The Yankees’ uniforms have gone unchanged since 1936. The Dodgers, though changing cities in 1958, have had the same basic, classic look with only minor derivations for almost as long. You can’t even say the names of these teams without picturing pinstripes, those red Dodgers numbers, both teams’ clean road grays, the Yankees navy and the Dodgers’ Dodger blue.

They looked like a couple of expansion teams last night however, at least sartorially speaking.

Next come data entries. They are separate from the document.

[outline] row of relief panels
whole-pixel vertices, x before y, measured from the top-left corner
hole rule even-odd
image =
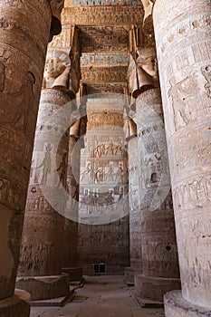
[[[70,0],[65,6],[72,5],[141,5],[140,0]]]

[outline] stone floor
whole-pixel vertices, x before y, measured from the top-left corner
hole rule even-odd
[[[32,307],[30,317],[164,317],[162,309],[142,309],[122,276],[85,276],[83,288],[62,308]]]

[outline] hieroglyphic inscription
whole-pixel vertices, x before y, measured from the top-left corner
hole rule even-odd
[[[141,24],[144,10],[142,5],[127,6],[72,6],[62,12],[62,25],[96,25]]]
[[[82,80],[86,82],[124,82],[127,66],[82,67]]]

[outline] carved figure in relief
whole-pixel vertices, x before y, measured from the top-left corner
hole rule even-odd
[[[120,183],[124,182],[124,169],[121,164],[119,165],[118,170],[116,172],[115,181]]]
[[[168,90],[168,95],[172,99],[172,109],[174,112],[174,125],[175,130],[183,125],[187,125],[189,122],[189,119],[187,115],[187,101],[186,95],[182,93],[182,83],[186,80],[183,80],[180,82],[176,82],[175,79],[169,81],[171,87]],[[179,117],[182,120],[182,122],[179,122]]]
[[[82,173],[81,181],[82,181],[83,178],[84,178],[84,177],[85,177],[86,175],[89,175],[90,173],[91,173],[91,164],[88,163],[86,168],[85,168],[85,169],[83,170],[83,172]]]
[[[46,57],[43,88],[69,90],[71,86],[70,72],[70,56],[62,51],[49,51]]]
[[[133,98],[158,87],[158,72],[155,48],[143,49],[136,61],[130,61],[127,73],[129,89]]]
[[[51,144],[48,144],[45,147],[45,153],[44,158],[42,161],[42,163],[36,168],[43,168],[43,176],[41,178],[41,185],[46,185],[48,175],[51,173],[51,168],[52,168],[52,155],[51,150],[53,149],[53,146]]]
[[[211,98],[211,65],[202,67],[201,72],[207,82],[205,84],[206,95]]]
[[[34,85],[35,77],[28,72],[25,83],[22,85],[19,91],[11,93],[11,97],[15,98],[18,105],[15,105],[13,124],[15,128],[25,132],[28,123],[29,109],[33,108],[34,103]]]
[[[60,186],[60,184],[62,185],[64,188],[67,187],[67,152],[63,152],[62,157],[62,161],[60,163],[59,168],[56,169],[56,171],[60,171],[60,181],[58,182],[57,187]]]
[[[0,53],[0,91],[3,91],[5,89],[5,63],[10,56],[10,52],[6,52],[6,50]]]

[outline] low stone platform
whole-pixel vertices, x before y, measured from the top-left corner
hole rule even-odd
[[[71,303],[75,297],[76,293],[73,289],[70,290],[67,296],[52,298],[44,301],[31,301],[31,307],[63,307],[68,303]]]
[[[23,276],[16,279],[16,286],[30,293],[32,301],[66,297],[69,294],[69,275]]]
[[[210,317],[211,309],[195,305],[182,296],[181,291],[168,292],[164,296],[166,317]]]
[[[134,286],[134,275],[141,274],[142,271],[132,267],[125,267],[124,281],[128,286]]]
[[[81,282],[82,280],[82,267],[63,267],[62,272],[69,274],[70,282]]]
[[[136,274],[134,293],[142,307],[160,307],[163,296],[169,291],[180,289],[180,280]],[[154,303],[154,304],[153,304]]]
[[[14,296],[0,301],[1,317],[29,317],[30,293],[15,289]]]

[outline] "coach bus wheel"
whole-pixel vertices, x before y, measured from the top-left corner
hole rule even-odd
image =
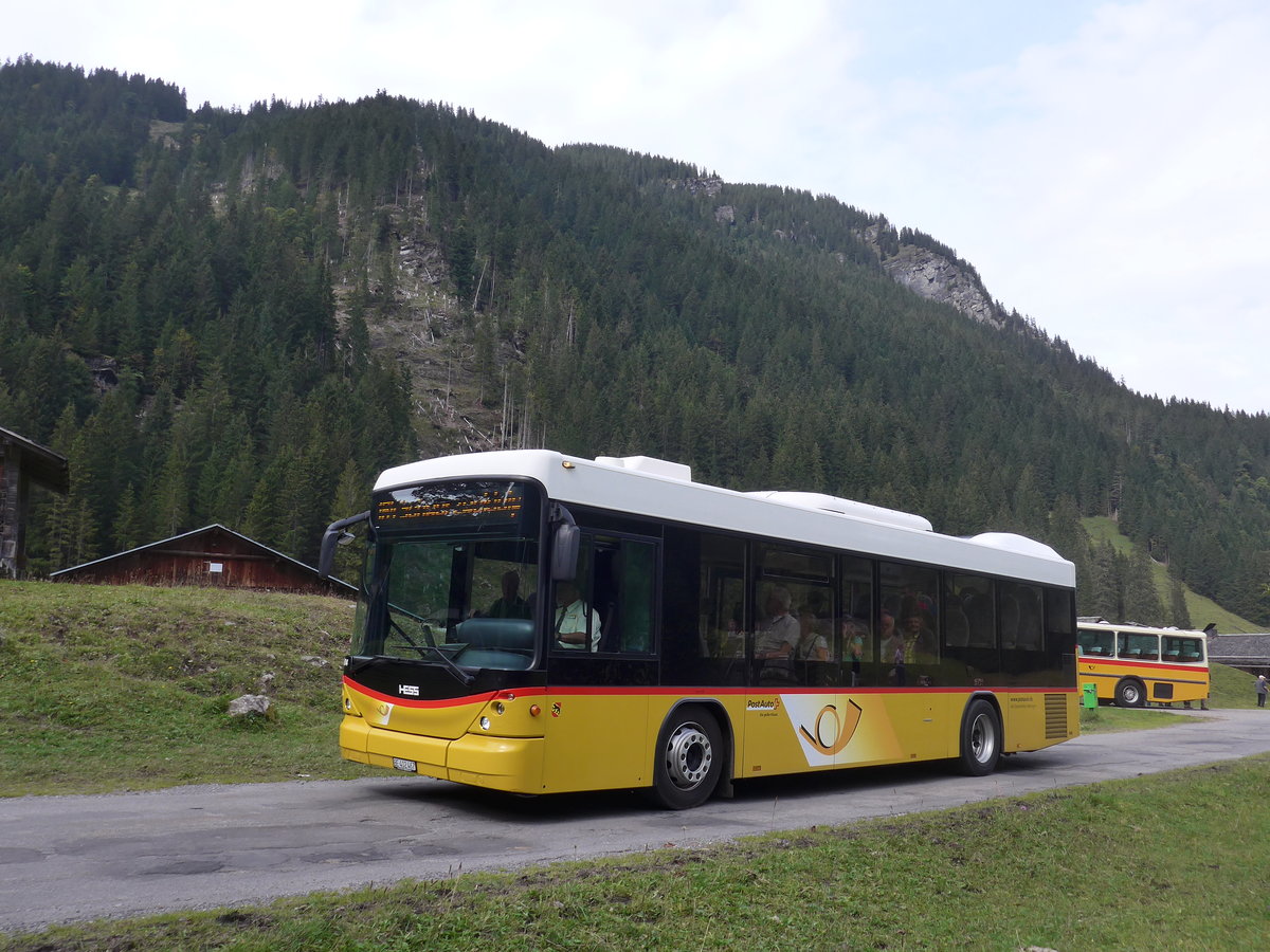
[[[657,741],[653,795],[671,810],[700,806],[723,770],[723,744],[714,715],[698,707],[676,711]]]
[[[1142,707],[1147,702],[1147,689],[1140,680],[1125,678],[1115,685],[1115,702],[1119,707]]]
[[[961,773],[983,777],[997,769],[1001,759],[1001,721],[997,710],[983,698],[975,698],[961,718]]]

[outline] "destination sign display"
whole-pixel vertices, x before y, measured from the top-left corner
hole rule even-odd
[[[525,512],[523,482],[479,481],[413,486],[375,496],[377,526],[422,526],[450,519],[512,523]]]

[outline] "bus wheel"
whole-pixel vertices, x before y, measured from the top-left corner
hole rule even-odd
[[[723,772],[723,743],[714,715],[698,707],[676,711],[662,727],[653,767],[653,795],[671,810],[700,806]]]
[[[1119,707],[1142,707],[1147,703],[1147,689],[1140,680],[1125,678],[1115,685],[1115,702]]]
[[[997,710],[975,698],[961,718],[961,755],[958,763],[968,777],[983,777],[997,769],[1001,759],[1001,720]]]

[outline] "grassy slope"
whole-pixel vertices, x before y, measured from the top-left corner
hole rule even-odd
[[[705,848],[58,927],[9,949],[1253,949],[1270,873],[1248,831],[1270,829],[1267,776],[1257,757]]]
[[[373,773],[337,750],[351,623],[316,595],[0,584],[0,796]],[[231,720],[267,673],[277,718]],[[1214,665],[1210,706],[1253,704],[1252,678]],[[1170,720],[1144,713],[1104,707],[1082,730]]]
[[[318,595],[0,583],[0,796],[354,777],[352,604]],[[274,720],[231,720],[265,693]]]
[[[1120,528],[1114,519],[1097,515],[1082,519],[1081,523],[1095,542],[1110,539],[1116,552],[1121,555],[1128,555],[1133,550],[1133,542],[1120,534]],[[1151,570],[1156,576],[1156,590],[1160,592],[1160,600],[1167,609],[1170,603],[1168,570],[1157,562],[1152,562]],[[1182,589],[1186,594],[1186,611],[1190,613],[1191,625],[1196,628],[1203,628],[1209,622],[1215,622],[1217,630],[1223,635],[1248,635],[1264,630],[1264,626],[1255,625],[1247,618],[1241,618],[1233,612],[1227,612],[1213,599],[1195,594],[1185,585]]]

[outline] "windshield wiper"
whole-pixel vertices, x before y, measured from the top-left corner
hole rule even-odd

As you probably know it’s Players’ Weekend this weekend, and teams all over the league wore either all black or all white with player-chosen nicknames on the back. We’ve had the nicknames for a couple of years now and that’s fine, but the black and white combo is new. It doesn’t look great, frankly. I riffed on that on Twitter yesterday a good bit. But beyond my mere distaste for the ensembles, they present a pretty problematic palette, too.

For one thing the guys in black blend in with the umpires. Quick, look at these infields and tell me who’s playing and who’s officiating:

The white batting helmets look especially bad:

But some guys — like Enrique Hernandez of the Dodgers, realized that pine tar makes the white helmets look super special:

There was also a general issue with the white-on-white uniforms in that it’s rather hard to read the names and the numbers on the backs of the jerseys. This was especially true during the Cubs-Nationals game in the afternoon sunlight. You’ll note this as a much bigger problem on Sunday. It’s all rather ironic, of course, that the players have been given the right to put fun, quirky nicknames on the backs of their jerseys but no one can really see them.

The SNY booth was reading many people’s minds last night, noting how much Mad Magazine “Spy vs. Spy” energy this is throwing off:

I’ll also note that if you’re flipping between games or looking at highlights on social media it’s super hard to even tell which team is which — and even what game’s highlights you’re seeing — just by looking which, you know, is sort of the point of having uniforms in the first place.

I’m glad the players have a weekend in which they’re allowed to wear what they want. I just wish they’d wear something better.